DETROIT — Joe Maddon leaned on the legacy of Tommy Tutone, a one-hit wonder pop group from the 1980s, when filling out Thursday’s lineup, and the Rays actually fared better than the group.
They had two hits.
The Rays’ season-long five-game winning streak came to an abrupt end at Comerica Park. The surging Tigers saw to that with an 8-1 victory that included three first-inning home runs off starter Erik Bedard.
The Rays lost for just the second time during the first seven days of this 11-game, 10-day road trip.
“We weren’t going to win the rest of our games. I’m pretty sure of that,” Maddon said. “For me, it’s about winning series. I do anticipate us playing well (tonight).”
They Rays never had a chance against Tigers righty Max Scherzer, who allowed two hits, walked one, allowed a run and struck out seven in eight innings to win his 10th game of the season. It was the eighth time this year Scherzer has allowed one or zero runs.
That run came in the first inning when lead-off hitter Desmond Jennings doubled on the first pitch and scored on Evan Longoria’s sacrifice fly.
The Tigers, though, jumped all over Bedard, who became the 18th pitcher in franchise history to surrender three home runs in one inning, and only the third to do it in the first.
Austin Jackson began the first with a single. Ian Kinsler followed with a home run to give the Tigers a 2-1 lead.
Miguel Cabrera drew a walk, and Victor Martinez followed with a home run.
Bedard retired J.D. Martinez on a fly ball to right field before allowing another home run, this one to Torii Hunter to make it a 5-1 game.
“Five runs, that pretty much made it very difficult,” Maddon said.
Bedard joins Ryan Rupe (July 26, 2001, at Anaheim) and Paul Abbott (May 3, 2004, at Texas) as the only Rays pitchers to be tagged for three home runs in the first inning.
Bedard, coming off his best start, when he threw a season-high seven innings in Baltimore, fell behind often, and the Tigers made him pay.
“They took advantage of the counts and they scored a lot of runs,” he said.
Bedard lasted two innings. He allowed six runs on eight hits.
“Everything they hit was right on the screws,” Maddon said. “They were well struck.”
James Loney had the Rays’ second hit, a two-out single in the fourth inning.
Maddon started three rookies Thursday — Kevin Kiermaier in right field, Cole Figueroa at second base and Vince Belnome, who was recalled from Triple-A Durham earlier in the day, at designated hitter.
Belnome, who made his major-league debut, replaced left-hander Jeff Beliveau on the roster.

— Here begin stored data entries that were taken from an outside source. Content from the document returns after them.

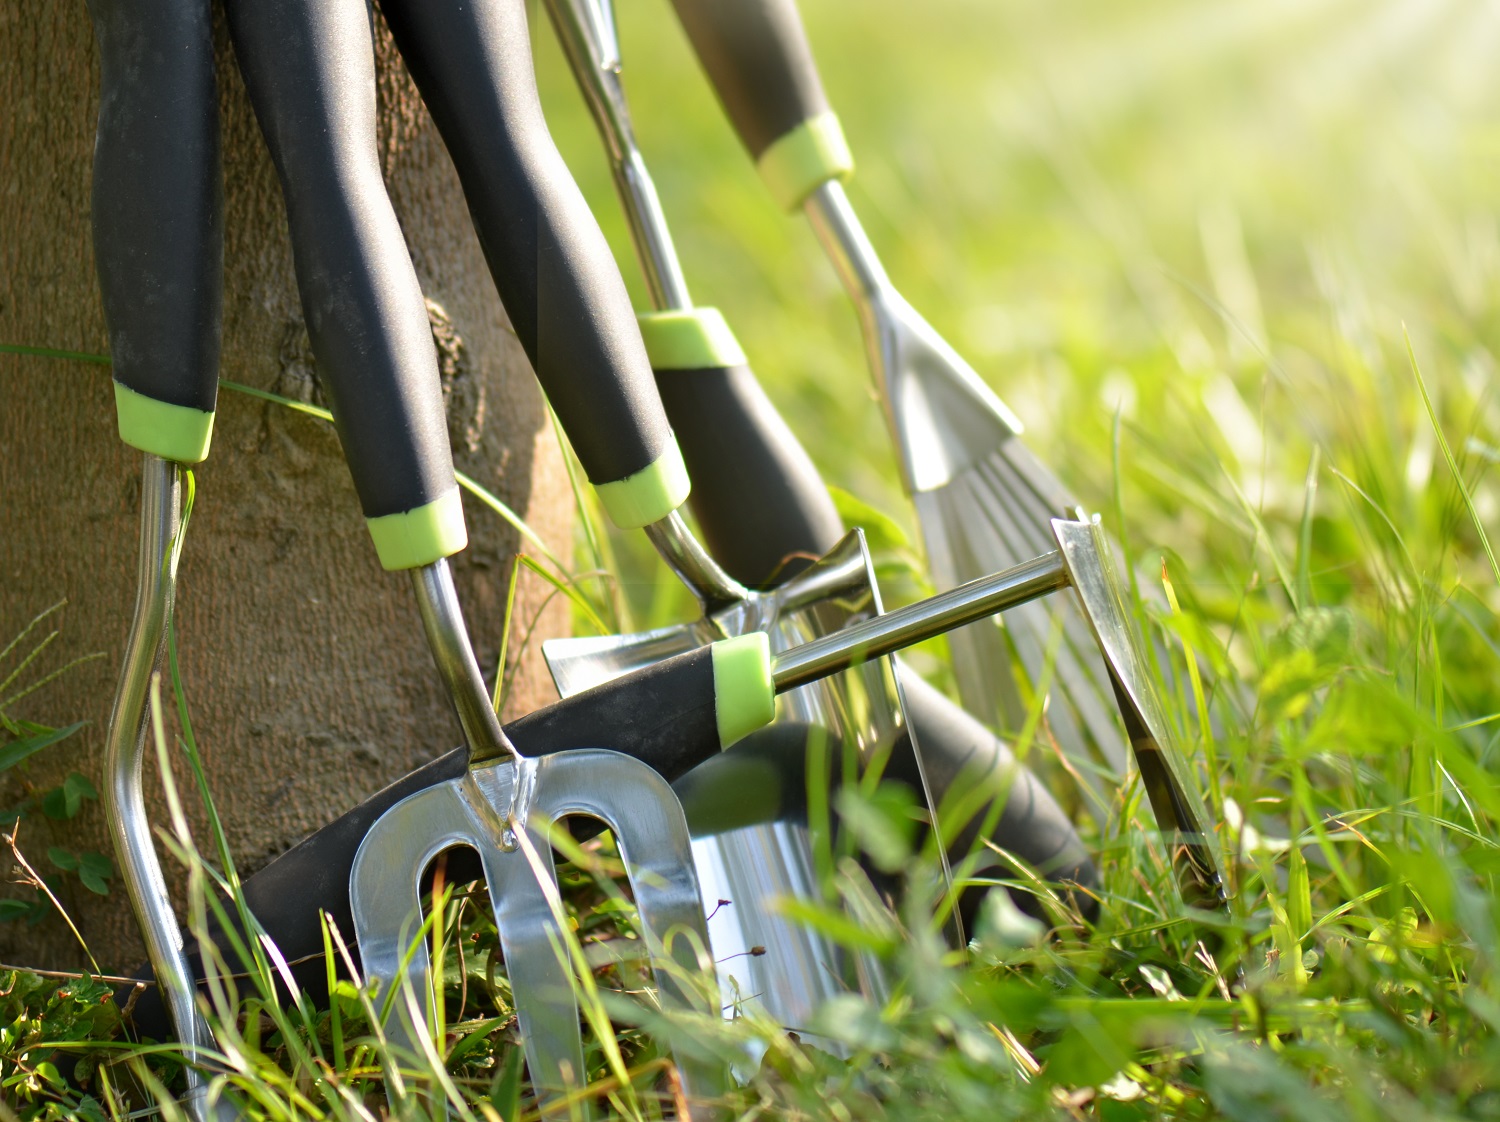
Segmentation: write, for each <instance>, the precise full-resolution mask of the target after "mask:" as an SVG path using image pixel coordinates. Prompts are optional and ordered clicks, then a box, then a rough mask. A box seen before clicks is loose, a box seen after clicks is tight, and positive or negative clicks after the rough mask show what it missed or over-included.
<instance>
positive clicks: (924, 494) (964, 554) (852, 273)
mask: <svg viewBox="0 0 1500 1122" xmlns="http://www.w3.org/2000/svg"><path fill="white" fill-rule="evenodd" d="M673 5H675V7H676V10H678V15H679V17H681V21H682V26H684V27H685V30H687V33H688V39H690V40H691V42H693V48H694V49H696V52H697V55H699V60H700V62H702V63H703V68H705V71H706V72H708V77H709V80H711V81H712V83H714V87H715V90H717V93H718V96H720V101H721V102H723V104H724V108H726V111H727V114H729V117H730V120H732V123H733V126H735V129H736V132H738V133H739V138H741V141H742V142H744V144H745V147H747V148H748V151H750V154H751V156H753V157H754V160H756V165H757V168H759V171H760V175H762V178H763V180H765V183H766V186H768V187H769V190H771V193H772V195H774V198H775V201H777V202H778V204H780V205H781V207H783V208H784V210H787V211H793V210H796V208H799V207H801V208H802V210H804V211H805V213H807V217H808V220H810V222H811V225H813V229H814V233H816V234H817V239H819V242H820V243H822V245H823V248H825V251H826V252H828V257H829V260H831V261H832V264H834V267H835V270H837V273H838V276H840V279H841V281H843V284H844V288H846V291H847V293H849V297H850V299H852V302H853V305H855V308H856V309H858V314H859V323H861V327H862V333H864V344H865V356H867V359H868V365H870V371H871V374H873V377H874V384H876V390H877V393H879V398H880V404H882V407H883V411H885V417H886V425H888V428H889V432H891V440H892V444H894V446H895V450H897V459H898V463H900V469H901V478H903V483H904V486H906V490H907V493H910V496H912V501H913V502H915V505H916V514H918V520H919V525H921V532H922V540H924V543H926V547H927V559H929V565H930V568H932V574H933V579H935V582H936V583H938V586H939V588H942V586H953V585H956V583H960V582H963V580H968V579H972V577H974V576H978V574H981V573H986V571H990V570H995V568H1001V567H1004V565H1008V564H1014V562H1016V561H1019V559H1022V558H1025V556H1028V555H1031V553H1032V552H1035V550H1038V549H1044V547H1046V543H1047V540H1049V535H1047V520H1049V519H1052V517H1058V516H1073V514H1074V513H1076V510H1077V505H1076V501H1074V499H1073V498H1071V496H1070V495H1068V492H1067V490H1065V489H1064V487H1062V484H1061V483H1059V481H1058V478H1056V477H1055V475H1053V474H1052V472H1050V471H1049V469H1047V468H1046V465H1043V463H1041V462H1040V460H1038V459H1037V458H1035V456H1034V455H1032V453H1031V452H1029V450H1028V449H1026V447H1025V444H1023V443H1022V440H1020V432H1022V425H1020V422H1019V420H1017V419H1016V416H1014V414H1013V413H1011V411H1010V410H1008V408H1007V407H1005V405H1004V404H1002V402H1001V401H999V398H998V396H996V395H995V393H993V392H992V390H990V389H989V386H986V384H984V381H983V380H981V378H980V377H978V375H977V374H975V372H974V369H972V368H971V366H969V365H968V363H966V362H965V360H963V359H962V357H960V356H959V354H957V351H954V348H953V347H950V345H948V344H947V341H944V339H942V336H939V335H938V332H936V330H933V327H932V326H930V324H929V323H927V321H926V320H924V318H922V317H921V315H918V312H916V311H915V309H913V308H912V306H910V305H909V303H907V302H906V300H904V299H903V297H901V294H900V293H898V291H897V290H895V287H894V285H892V282H891V278H889V276H888V275H886V272H885V269H883V266H882V264H880V260H879V257H877V255H876V252H874V248H873V246H871V243H870V240H868V237H865V233H864V229H862V226H861V225H859V220H858V216H856V214H855V211H853V208H852V207H850V204H849V198H847V195H846V193H844V189H843V184H841V181H840V180H841V178H844V177H847V175H849V174H852V171H853V157H852V156H850V151H849V145H847V142H846V141H844V136H843V130H841V127H840V124H838V117H837V115H835V114H834V113H832V110H831V108H829V105H828V99H826V96H825V93H823V89H822V81H820V77H819V74H817V68H816V63H814V62H813V54H811V48H810V45H808V42H807V36H805V31H804V30H802V24H801V18H799V15H798V12H796V5H795V0H733V3H726V0H673ZM1059 616H1061V625H1062V643H1061V646H1059V649H1058V655H1056V667H1055V669H1056V673H1055V685H1053V700H1055V702H1061V703H1055V705H1053V706H1052V708H1050V709H1049V721H1050V724H1052V729H1053V732H1055V733H1056V736H1058V741H1059V744H1061V745H1062V747H1064V750H1065V751H1067V753H1068V754H1070V756H1071V757H1074V759H1076V762H1077V763H1079V768H1077V771H1079V774H1080V775H1082V777H1083V778H1085V781H1086V783H1089V784H1091V786H1092V787H1094V789H1095V790H1097V792H1098V790H1100V789H1101V787H1103V780H1101V778H1100V777H1098V775H1097V771H1098V766H1100V762H1103V765H1104V766H1106V768H1107V771H1113V772H1118V771H1119V769H1121V766H1122V765H1124V760H1125V757H1124V754H1122V751H1121V748H1119V735H1118V726H1116V724H1115V720H1113V717H1112V712H1110V709H1112V705H1110V682H1109V675H1107V673H1106V670H1104V666H1103V664H1101V663H1100V660H1098V655H1097V654H1095V652H1094V649H1092V643H1091V642H1089V634H1088V627H1086V624H1085V622H1083V619H1082V618H1080V616H1079V615H1077V612H1076V610H1074V609H1073V606H1071V604H1070V603H1047V604H1031V606H1028V607H1023V609H1019V610H1016V612H1013V613H1010V615H1008V616H1007V619H1005V630H1001V628H999V627H996V625H995V622H992V621H986V622H983V624H980V625H977V627H971V628H966V630H965V631H960V633H957V634H953V636H950V640H948V642H950V645H951V648H953V655H954V657H953V666H954V675H956V678H957V681H959V690H960V694H962V697H963V702H965V706H966V708H968V709H969V711H971V712H974V714H977V715H980V717H983V718H984V720H986V721H989V723H990V724H1001V726H1005V727H1011V729H1016V727H1020V724H1022V720H1023V717H1025V706H1023V705H1022V699H1020V691H1019V690H1017V687H1016V682H1014V679H1013V670H1011V666H1013V657H1011V652H1010V649H1008V646H1010V645H1014V648H1016V654H1017V655H1019V657H1020V663H1022V666H1025V669H1026V673H1028V675H1029V676H1031V679H1032V682H1035V681H1037V679H1038V675H1040V673H1041V670H1043V667H1044V664H1046V658H1047V648H1049V639H1050V634H1052V628H1053V625H1055V619H1059ZM1091 810H1092V811H1094V813H1095V814H1101V813H1103V810H1104V807H1103V805H1101V804H1100V801H1098V799H1092V801H1091Z"/></svg>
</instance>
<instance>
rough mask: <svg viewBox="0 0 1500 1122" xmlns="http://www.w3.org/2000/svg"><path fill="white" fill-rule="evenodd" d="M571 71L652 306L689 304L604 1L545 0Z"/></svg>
mask: <svg viewBox="0 0 1500 1122" xmlns="http://www.w3.org/2000/svg"><path fill="white" fill-rule="evenodd" d="M547 10H549V12H550V13H552V23H553V26H555V27H556V30H558V39H559V40H561V42H562V52H564V54H565V55H567V60H568V66H570V68H571V69H573V77H574V78H576V80H577V84H579V87H580V89H582V90H583V101H585V102H586V104H588V110H589V113H591V114H592V115H594V124H595V126H597V127H598V132H600V135H601V136H603V139H604V148H606V150H607V153H609V166H610V171H612V172H613V175H615V189H616V190H618V192H619V201H621V202H622V204H624V210H625V220H627V222H628V225H630V239H631V242H634V245H636V257H637V258H639V261H640V269H642V272H643V273H645V278H646V288H648V290H649V291H651V303H652V305H654V306H655V308H657V309H663V311H675V309H685V308H691V306H693V300H691V297H690V296H688V293H687V279H685V278H684V276H682V266H681V263H678V260H676V246H673V245H672V233H670V229H667V225H666V214H664V211H663V210H661V199H660V198H658V196H657V190H655V183H654V181H652V180H651V172H649V171H648V169H646V163H645V160H643V159H642V157H640V150H639V148H637V147H636V136H634V129H633V127H631V126H630V105H628V102H627V101H625V92H624V86H622V84H621V80H619V39H618V36H616V34H615V17H613V10H612V6H610V5H609V0H547Z"/></svg>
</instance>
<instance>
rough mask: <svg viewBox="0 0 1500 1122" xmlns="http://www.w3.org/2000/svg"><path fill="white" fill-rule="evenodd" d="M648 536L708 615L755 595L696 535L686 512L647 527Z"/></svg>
mask: <svg viewBox="0 0 1500 1122" xmlns="http://www.w3.org/2000/svg"><path fill="white" fill-rule="evenodd" d="M646 537H648V538H651V544H652V546H655V550H657V553H660V555H661V559H663V561H666V565H667V568H670V570H672V571H673V573H675V574H676V577H678V580H681V582H682V583H684V585H687V588H688V591H690V592H693V595H696V597H697V600H699V603H700V604H702V606H703V615H712V613H714V612H717V610H720V609H723V607H727V606H730V604H736V603H741V601H744V600H748V598H750V597H751V592H750V589H748V588H745V586H744V585H742V583H739V582H738V580H735V579H733V577H732V576H729V573H726V571H724V570H723V568H721V567H720V565H718V562H717V561H714V558H711V556H709V555H708V550H706V549H703V544H702V543H700V541H699V540H697V538H696V537H693V531H691V529H688V528H687V522H684V520H682V514H681V513H679V511H676V510H673V511H672V513H670V514H667V516H666V517H663V519H661V520H660V522H652V523H651V525H649V526H646Z"/></svg>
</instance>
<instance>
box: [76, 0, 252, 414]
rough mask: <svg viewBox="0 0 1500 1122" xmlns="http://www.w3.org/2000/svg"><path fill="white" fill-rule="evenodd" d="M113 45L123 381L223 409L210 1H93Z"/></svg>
mask: <svg viewBox="0 0 1500 1122" xmlns="http://www.w3.org/2000/svg"><path fill="white" fill-rule="evenodd" d="M89 10H90V13H92V15H93V24H95V33H96V36H98V40H99V72H101V84H99V132H98V138H96V141H95V166H93V201H92V207H93V211H92V213H93V239H95V264H96V267H98V272H99V290H101V294H102V297H104V314H105V323H107V324H108V329H110V354H111V359H113V362H114V378H115V381H117V383H120V384H123V386H126V387H127V389H130V390H133V392H135V393H139V395H144V396H147V398H150V399H154V401H157V402H162V404H165V405H178V407H186V408H189V410H196V411H201V413H213V407H214V396H216V392H217V384H219V383H217V380H219V323H220V315H222V296H223V199H222V177H220V171H219V101H217V95H216V90H214V66H213V21H211V12H210V5H208V0H90V5H89Z"/></svg>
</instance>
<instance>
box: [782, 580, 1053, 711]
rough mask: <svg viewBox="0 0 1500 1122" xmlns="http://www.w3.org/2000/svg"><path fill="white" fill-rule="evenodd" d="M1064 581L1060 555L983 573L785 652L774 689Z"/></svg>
mask: <svg viewBox="0 0 1500 1122" xmlns="http://www.w3.org/2000/svg"><path fill="white" fill-rule="evenodd" d="M1068 583H1070V580H1068V570H1067V567H1065V565H1064V561H1062V553H1059V552H1052V553H1044V555H1043V556H1038V558H1037V559H1034V561H1026V562H1023V564H1019V565H1016V567H1013V568H1007V570H1005V571H1004V573H995V574H993V576H981V577H980V579H978V580H971V582H969V583H966V585H959V586H957V588H954V589H950V591H947V592H941V594H939V595H933V597H929V598H927V600H921V601H918V603H915V604H909V606H907V607H898V609H897V610H894V612H886V613H885V615H877V616H874V618H873V619H867V621H865V622H862V624H855V625H853V627H846V628H844V630H841V631H834V633H832V634H825V636H823V637H820V639H813V640H811V642H808V643H802V645H801V646H795V648H792V649H789V651H784V652H783V654H778V655H775V657H774V658H772V661H771V679H772V681H774V682H775V691H777V693H784V691H786V690H795V688H796V687H798V685H805V684H807V682H811V681H817V679H819V678H826V676H828V675H829V673H837V672H838V670H843V669H847V667H849V666H853V664H855V663H861V661H868V660H871V658H879V657H882V655H885V654H891V652H894V651H900V649H903V648H906V646H910V645H912V643H919V642H922V640H924V639H932V637H935V636H938V634H944V633H945V631H951V630H954V628H956V627H963V625H965V624H972V622H975V621H977V619H984V618H986V616H992V615H996V613H998V612H1005V610H1008V609H1011V607H1017V606H1020V604H1023V603H1026V601H1028V600H1035V598H1037V597H1040V595H1047V594H1049V592H1055V591H1058V589H1059V588H1067V586H1068Z"/></svg>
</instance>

Belnome was picked because he hits left-handed and the Rays wanted as many lefties in the lineup against Scherzer. Belnome was 0-for-3 with two strikeouts.
The position numbers of the first seven batters in Maddon’s lineup card were the same as the famous phone number in Tommy Tutone’s 1981 hit “867-5309/Jenny.”
That song made it to fourth on Billboard’s Top 100. It was Tommy Tutone’s only hit.
“Win or lose, though, it’s still a good gig,” Maddon said before the game.
The only positives from the game came from Cesar Ramos (31⁄3 innings) and Kirby Yates (22⁄3 innings). They followed Bedard and saved the rest of the bullpen.
“That’s one game out of a four-game series. Twenty-four hours can make a huge difference,” Maddon said. “We’re trying to win series. We lost the game, move it along. Move it along. We’ve been playing well, we’re going to play well (tonight).”